Melina tried to embrace her daughter, saying no no, but Ada repulsed her rudely, so that she retreated, bumped into a chair, and fell on the floor amid the fragments of the broken plate.

Antonio rushed to help his mother, but Melina now was screaming in fear, fear of her son, of her daughter, of the things around her. And Ada screamed louder in return, saying, “I’ll show you who I’m going to marry, and soon, because if Lina doesn’t get out of the way by herself, I’ll get her out, and off the face of the earth.”

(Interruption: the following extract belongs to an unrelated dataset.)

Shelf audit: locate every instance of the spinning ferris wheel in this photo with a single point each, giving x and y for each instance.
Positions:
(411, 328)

Antonio left the house, slamming the door. More desperate than usual, in the following days he tried to escape from that new tragedy in his life, he made an effort to be deaf and dumb, he avoided going past the old grocery, and if by chance he ran into Stefano Carracci he looked in another direction before the wish to beat him up overpowered him. His mind was troubled, he couldn’t understand what was right and what wasn’t. Had it been right not to hand Lila over to Michele? Had it been right to tell Enzo to take her home? If Lila hadn’t returned to her husband, would his sister’s situation be different? Everything happens by chance, he reasoned, without good and without ill. But at that point his brain got stuck and on the first occasion, as if to free himself from bad dreams, he went back to quarreling with Ada. He shouted at her, “He is a married man, bitch: he has a small child, you are worse than our mother, you don’t have any sense of things.” Ada then went to Gigliola, confided to her: “My brother is crazy, my brother wants to kill me.”

So it was that one afternoon Michele called Antonio and sent him to do a long-term job in Germany. He didn’t object, in fact he obeyed willingly, he left without saying goodbye to his sister or even to Melina. He took it for granted that in a foreign country, among people who spoke like the Nazis at the church cinema, he would be stabbed, or shot, and he was content. He considered it more tolerable to be murdered than to continue to observe the suffering of his mother and Ada without being able to do anything.

The only person he wanted to see before setting off on the train was Enzo. He found him busy: at the time he was trying to sell everything, the mule, the cart, his mother’s little shop, a garden near the railroad. He wanted to give part of the proceeds to a maiden aunt who had offered to take care of his siblings.

“And you?” Antonio asked.

“I’m looking for a job.”

“You want to change your life?”

“Yes.”

“It’s a good thing.”

“It’s a necessity.”

“I, on the other hand, am what I am.”

“Nonsense.”

“It’s true, but it’s all right. Now I have to leave and I don’t know when I’ll be back. Every so often, please, could you cast an eye on my mother, my sister, and the children?”

“If I stay in the neighborhood, yes.”

“We were wrong, Enzù, we shouldn’t have taken Lina home.”

“Maybe.”

“It’s all a mess, you never know what to do.”

“Yes.”

“Bye.”

“Bye.”

They didn’t even shake hands. Antonio went to Piazza Garibaldi and got the train. He had a long, difficult journey, night and day, with many angry voices running through his veins. He felt extremely tired after just a few hours, his feet were tingling; he hadn’t traveled since he returned from military service. Every so often he got out to get a drink of water from a fountain, but he was afraid the train would leave. Later he told me that at the station in Florence he felt so depressed that he thought: I’ll stop here and go to Lenuccia.